Stop thinking about them, stop worrying about what he does with them or does for them, stop talking about them in great detail to him, and mostly, stop forming opinions and sharing them with him.

It's OK for him to go spend time exclusively with them. He comes home to you, right? These are only visits, correct?

Make sure he knows, you are not to be part of their conversations, because your relationship with him is seperate from his relationship with them.

You don't have to *like* anyone, so for him to say that specifically about how you feel about his daughter, is him in defensive mode. Make it clear, you do not approve of how she treats you and for your emotional heath and well being, do not need to be a part of her life. Turn it around, or he'll start to resent you.

Rosie7's picture

We have had lots of fights; not pleasant at all and they have resolved nothing really.

Your response is very valuable and you have obviously experienced a very similar situation to mine. I am not sure if the relationship is recoverable, its going to take an enormous effort (and emotional intelligence) on both parts to bring it around.

Thank you for bringing clarity and intelligence to my situation.
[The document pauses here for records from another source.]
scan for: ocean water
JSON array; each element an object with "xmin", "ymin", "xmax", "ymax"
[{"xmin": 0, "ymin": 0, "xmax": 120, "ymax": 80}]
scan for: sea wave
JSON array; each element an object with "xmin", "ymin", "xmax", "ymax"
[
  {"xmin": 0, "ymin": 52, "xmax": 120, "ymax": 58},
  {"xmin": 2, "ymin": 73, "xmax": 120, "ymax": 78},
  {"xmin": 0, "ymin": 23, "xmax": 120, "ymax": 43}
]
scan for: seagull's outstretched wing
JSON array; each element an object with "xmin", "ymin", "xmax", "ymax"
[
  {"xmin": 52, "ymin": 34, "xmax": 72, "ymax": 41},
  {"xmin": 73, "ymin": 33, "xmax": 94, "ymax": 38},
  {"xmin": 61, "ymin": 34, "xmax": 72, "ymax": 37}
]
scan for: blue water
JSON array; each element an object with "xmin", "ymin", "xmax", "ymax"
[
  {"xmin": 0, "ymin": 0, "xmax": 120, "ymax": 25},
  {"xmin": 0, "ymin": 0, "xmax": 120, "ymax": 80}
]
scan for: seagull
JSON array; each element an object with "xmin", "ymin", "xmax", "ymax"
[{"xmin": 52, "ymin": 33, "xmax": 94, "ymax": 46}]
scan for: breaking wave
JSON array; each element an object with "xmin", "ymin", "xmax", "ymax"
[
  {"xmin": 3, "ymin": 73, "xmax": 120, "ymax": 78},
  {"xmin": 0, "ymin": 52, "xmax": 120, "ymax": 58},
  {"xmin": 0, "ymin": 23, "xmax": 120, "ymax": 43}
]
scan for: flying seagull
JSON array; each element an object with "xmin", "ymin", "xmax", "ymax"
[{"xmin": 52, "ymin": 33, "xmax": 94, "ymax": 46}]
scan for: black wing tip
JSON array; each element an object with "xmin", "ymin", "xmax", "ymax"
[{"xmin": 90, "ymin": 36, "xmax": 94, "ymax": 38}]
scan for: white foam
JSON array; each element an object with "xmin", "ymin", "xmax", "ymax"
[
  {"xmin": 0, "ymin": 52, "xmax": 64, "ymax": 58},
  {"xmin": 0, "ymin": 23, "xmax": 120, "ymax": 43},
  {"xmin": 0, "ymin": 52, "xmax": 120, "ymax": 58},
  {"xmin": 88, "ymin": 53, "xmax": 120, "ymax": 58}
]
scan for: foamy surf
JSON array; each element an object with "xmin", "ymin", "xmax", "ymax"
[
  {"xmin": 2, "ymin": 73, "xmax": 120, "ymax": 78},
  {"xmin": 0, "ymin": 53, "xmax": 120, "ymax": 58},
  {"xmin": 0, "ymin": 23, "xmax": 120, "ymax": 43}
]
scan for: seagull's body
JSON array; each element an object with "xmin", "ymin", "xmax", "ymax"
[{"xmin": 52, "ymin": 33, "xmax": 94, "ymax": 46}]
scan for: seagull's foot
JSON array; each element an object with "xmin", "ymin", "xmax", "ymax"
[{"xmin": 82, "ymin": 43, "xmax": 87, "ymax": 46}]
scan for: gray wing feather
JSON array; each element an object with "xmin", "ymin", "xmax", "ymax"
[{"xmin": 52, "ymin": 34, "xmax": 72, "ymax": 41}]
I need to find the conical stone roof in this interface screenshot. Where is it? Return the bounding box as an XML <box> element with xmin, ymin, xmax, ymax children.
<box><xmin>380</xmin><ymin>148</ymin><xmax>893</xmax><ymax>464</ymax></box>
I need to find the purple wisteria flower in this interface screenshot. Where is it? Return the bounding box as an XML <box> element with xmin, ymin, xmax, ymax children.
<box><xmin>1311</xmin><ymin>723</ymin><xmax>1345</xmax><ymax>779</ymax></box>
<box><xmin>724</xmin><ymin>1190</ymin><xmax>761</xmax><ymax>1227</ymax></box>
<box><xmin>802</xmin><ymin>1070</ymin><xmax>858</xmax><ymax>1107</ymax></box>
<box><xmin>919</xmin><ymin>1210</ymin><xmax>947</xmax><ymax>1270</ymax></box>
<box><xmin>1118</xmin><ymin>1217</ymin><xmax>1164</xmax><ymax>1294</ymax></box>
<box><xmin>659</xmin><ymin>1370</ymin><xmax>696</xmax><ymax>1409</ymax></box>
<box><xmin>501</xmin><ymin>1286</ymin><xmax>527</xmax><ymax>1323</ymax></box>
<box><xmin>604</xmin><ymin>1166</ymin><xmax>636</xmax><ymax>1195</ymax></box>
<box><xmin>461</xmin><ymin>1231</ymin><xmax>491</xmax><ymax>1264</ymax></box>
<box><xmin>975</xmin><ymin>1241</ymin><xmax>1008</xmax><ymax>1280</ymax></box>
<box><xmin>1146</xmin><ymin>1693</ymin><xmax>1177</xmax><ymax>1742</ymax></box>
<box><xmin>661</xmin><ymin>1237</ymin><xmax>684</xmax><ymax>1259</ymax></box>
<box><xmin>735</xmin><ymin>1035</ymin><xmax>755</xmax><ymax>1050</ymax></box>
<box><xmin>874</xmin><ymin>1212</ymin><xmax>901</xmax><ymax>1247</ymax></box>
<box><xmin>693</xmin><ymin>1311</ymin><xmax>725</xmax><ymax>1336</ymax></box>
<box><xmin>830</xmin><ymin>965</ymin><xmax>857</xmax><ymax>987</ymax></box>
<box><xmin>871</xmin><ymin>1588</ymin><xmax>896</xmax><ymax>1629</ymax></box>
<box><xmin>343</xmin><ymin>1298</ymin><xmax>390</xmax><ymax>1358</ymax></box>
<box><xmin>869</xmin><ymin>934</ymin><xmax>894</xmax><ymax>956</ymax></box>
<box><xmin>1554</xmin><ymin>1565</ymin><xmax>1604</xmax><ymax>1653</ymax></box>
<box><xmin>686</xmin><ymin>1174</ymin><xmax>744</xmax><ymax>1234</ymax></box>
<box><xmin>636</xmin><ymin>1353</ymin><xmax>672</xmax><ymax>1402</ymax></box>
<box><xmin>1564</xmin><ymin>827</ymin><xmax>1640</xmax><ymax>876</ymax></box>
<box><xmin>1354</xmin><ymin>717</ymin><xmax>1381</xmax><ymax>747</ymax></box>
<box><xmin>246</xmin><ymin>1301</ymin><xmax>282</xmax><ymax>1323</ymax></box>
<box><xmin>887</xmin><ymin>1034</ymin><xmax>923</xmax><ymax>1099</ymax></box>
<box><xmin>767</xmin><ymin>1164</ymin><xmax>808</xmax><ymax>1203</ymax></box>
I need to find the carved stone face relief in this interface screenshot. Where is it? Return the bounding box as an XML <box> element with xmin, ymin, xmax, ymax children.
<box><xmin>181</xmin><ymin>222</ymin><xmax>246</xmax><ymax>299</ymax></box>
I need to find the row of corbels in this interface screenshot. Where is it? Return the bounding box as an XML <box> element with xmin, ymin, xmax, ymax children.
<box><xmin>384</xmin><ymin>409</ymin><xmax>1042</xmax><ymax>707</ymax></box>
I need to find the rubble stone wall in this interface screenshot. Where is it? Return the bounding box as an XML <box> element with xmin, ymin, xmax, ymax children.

I wish I could call her a self-entitled little shit and feel good about it.....but these words do not do justice to her at all - but its a start!!!!!!

Jeans222's picture

I have noticed with my husband, much of the problems with his daughters bad behavior is because of him...

Jeans222's picture

My husband is going to be able to write a book on this subject in about a year. He told me his ex cheated on him for years and even tried to kill him
yet he chooses his slutty foul mouthed daughter over me as he wants me to conform to her lifestyle and ideals and thats not going to happen.
By the time his daughter and his ex ( her mother) are through with him... he will be singing the blues. I even found his daughters myspace page how she goes on and on how much she hates him...

but he chooses her.
What a fool I married. I'm wayyyyyyyyyy to good for him, apparently.

geez what a bad day and I'm sick on top of all this.

stepgin's picture

My situation is pretty similar. I will say that as wife #3, DH wants this to work so he is willing to compromise. I have learned to change how I approach the topic of his 2 totally loser offspring too. I'm a huge advocate of family counciling. It really helped me deal with some of the stupid crap that's been shoveled my way by his kids. His daughter 34 is the worst though. An absolute bitch in my opinion. DH gets defensive when she comes up and ALWAYS defends her. I've learned to not bring her up. Smile
Like me, most of you probably thought that the whole step family issue wouldn't really be an issue since these stepkids are adults. Wow! Could we have been more wrong??? Hang in there and keep trying. It may get better.

sandye21's picture

Just wondering how long you have been married to DH? It sounds as if it has been at least 5 years. I agree it sucks.